Commit graph

6 commits

Author SHA1 Message Date
a87c997ee1 Expose Forgejo publicly at forge.eblu.me (#278)
All checks were successful
Deploy Fly.io Proxy / deploy (push) Successful in 1m28s
## Summary

Expose Forgejo publicly at `forge.eblu.me` via the Fly.io reverse proxy — the first dynamic, authenticated public-facing service.
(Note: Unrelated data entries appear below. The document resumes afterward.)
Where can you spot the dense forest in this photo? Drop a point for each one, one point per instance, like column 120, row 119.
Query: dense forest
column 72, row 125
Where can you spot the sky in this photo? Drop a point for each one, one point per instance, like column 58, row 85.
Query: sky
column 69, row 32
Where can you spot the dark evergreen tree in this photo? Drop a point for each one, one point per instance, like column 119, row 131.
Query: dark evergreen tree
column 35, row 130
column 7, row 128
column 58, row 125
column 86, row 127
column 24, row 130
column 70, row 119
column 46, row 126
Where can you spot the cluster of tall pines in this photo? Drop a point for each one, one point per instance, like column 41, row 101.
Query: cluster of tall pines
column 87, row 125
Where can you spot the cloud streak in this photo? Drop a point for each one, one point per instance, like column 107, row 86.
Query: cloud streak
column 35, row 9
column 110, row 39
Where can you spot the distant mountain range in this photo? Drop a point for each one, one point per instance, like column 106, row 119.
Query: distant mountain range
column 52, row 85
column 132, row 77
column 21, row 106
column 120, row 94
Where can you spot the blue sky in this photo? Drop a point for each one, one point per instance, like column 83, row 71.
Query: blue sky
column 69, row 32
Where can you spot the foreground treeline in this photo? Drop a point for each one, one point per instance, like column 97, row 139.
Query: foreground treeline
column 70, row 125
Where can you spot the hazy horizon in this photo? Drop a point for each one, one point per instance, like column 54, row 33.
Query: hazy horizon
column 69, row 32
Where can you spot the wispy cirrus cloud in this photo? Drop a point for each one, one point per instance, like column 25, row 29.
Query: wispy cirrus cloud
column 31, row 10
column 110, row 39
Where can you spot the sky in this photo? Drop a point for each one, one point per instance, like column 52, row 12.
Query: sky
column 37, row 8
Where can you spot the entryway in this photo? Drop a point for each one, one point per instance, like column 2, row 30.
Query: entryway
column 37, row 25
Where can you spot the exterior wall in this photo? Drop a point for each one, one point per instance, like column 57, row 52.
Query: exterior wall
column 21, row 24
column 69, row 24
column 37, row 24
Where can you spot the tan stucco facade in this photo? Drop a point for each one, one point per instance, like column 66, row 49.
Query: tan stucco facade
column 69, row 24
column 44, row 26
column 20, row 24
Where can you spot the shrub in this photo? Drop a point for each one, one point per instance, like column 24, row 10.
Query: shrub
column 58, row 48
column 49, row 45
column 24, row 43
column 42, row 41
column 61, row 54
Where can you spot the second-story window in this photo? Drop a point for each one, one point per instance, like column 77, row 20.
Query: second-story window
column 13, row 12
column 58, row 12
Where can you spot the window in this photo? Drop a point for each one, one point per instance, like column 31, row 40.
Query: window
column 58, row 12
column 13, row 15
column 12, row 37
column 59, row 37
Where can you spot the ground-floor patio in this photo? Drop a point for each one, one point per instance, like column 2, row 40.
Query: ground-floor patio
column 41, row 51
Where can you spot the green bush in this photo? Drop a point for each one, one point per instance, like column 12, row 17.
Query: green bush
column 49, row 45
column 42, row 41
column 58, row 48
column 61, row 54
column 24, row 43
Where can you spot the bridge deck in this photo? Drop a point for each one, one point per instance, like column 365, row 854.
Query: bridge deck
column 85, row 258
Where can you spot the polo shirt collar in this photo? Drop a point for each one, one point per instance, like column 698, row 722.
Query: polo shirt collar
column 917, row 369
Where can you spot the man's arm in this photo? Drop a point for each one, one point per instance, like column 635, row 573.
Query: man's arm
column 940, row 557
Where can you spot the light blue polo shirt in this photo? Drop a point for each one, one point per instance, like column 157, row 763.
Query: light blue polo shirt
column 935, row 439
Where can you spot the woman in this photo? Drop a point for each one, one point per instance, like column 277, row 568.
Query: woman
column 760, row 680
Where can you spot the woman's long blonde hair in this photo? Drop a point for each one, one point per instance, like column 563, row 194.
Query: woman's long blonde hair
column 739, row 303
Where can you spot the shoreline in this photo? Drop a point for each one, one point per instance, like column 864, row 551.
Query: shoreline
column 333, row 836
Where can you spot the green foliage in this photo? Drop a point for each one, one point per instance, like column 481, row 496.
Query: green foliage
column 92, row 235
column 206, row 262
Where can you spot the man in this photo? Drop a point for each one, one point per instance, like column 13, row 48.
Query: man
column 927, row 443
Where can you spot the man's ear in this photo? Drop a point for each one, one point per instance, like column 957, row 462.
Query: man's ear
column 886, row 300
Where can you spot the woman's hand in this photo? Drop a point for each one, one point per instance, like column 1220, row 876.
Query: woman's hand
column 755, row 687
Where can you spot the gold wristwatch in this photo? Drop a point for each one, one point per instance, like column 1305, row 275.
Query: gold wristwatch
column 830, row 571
- **Forgejo hardening:** Domain changed to forge.eblu.me, SSH stays on forge.ops.eblu.me, reverse proxy trust headers configured, local registration locked to external-only (Authentik SSO)
- **Tailscale Ingress:** ExternalName Service + Ingress in tailscale-operator creates forge.tail8d86e.ts.net endpoint
- **Fly.io proxy:** nginx server block with rate-limited auth endpoints (3r/s), fail2ban with custom nginx-deny action, security headers, /swagger blocked, WebSocket support, 512m body limit
- **Authentik:** OAuth callback updated to forge.eblu.me
- **DNS/TLS:** CNAME record in Pulumi, cert in fly-setup
- **Rename:** ~29 files updated from forge.ops.eblu.me to forge.eblu.me (HTTPS refs only; SSH, container builds, and Caddy table kept as-is)

## Deployment Order

1. `mise run provision-indri -- --tags forgejo` (config changes)
2. Verify forge.ops.eblu.me still works
3. `argocd app set tailscale-operator --revision feature/forge-public && argocd app sync tailscale-operator`
4. Verify `curl https://forge.tail8d86e.ts.net`
5. `cd fly && fly deploy`
6. Verify pre-DNS: `curl -H "Host: forge.eblu.me" https://blumeops-proxy.fly.dev/`
7. `fly certs add forge.eblu.me -a blumeops-proxy`
8. `argocd app set authentik --revision feature/forge-public && argocd app sync authentik`
9. `mise run dns-preview && mise run dns-up`
10. Full verification (see below)
11. Rehearse `mise run fly-shutoff`
12. After merge: reset ArgoCD revisions to main, re-sync

## Verification Checklist

- [ ] forge.eblu.me loads, shows public repos
- [ ] forge.ops.eblu.me still works from tailnet
- [ ] SSH clone via forge.ops.eblu.me:2222 works
- [ ] HTTPS clone via forge.eblu.me works
- [ ] UI shows forge.eblu.me for HTTPS clone, forge.ops.eblu.me for SSH
- [ ] /swagger returns 403
- [ ] Rapid login attempts trigger 429 rate limit
- [ ] fail2ban bans after 5 failed logins in 10 minutes
- [ ] ArgoCD can still sync (SSH unaffected)
- [ ] `mise run fly-shutoff` stops all public traffic
- [ ] `mise run services-check` passes

Reviewed-on: #278
2026-03-03 08:40:41 -08:00
959b6842bc Zero-downtime Fly.io deploys (#132)
All checks were successful
Deploy Fly.io Proxy / deploy (push) Successful in 1m40s
## Summary
- Start nginx after Tailscale connects (community best practice for Tailscale sidecars)
- Switch to `bluegreen` deploy strategy — old machine serves until new one is healthy
- Replace top-level `[checks]` with `[[http_service.checks]]` — only service-level checks gate traffic routing ([confirmed by Fly.io staff](https://community.fly.io/t/clarifying-the-types-of-health-checks/20379))
- Remove sentinel file and nginx if-check (no longer needed)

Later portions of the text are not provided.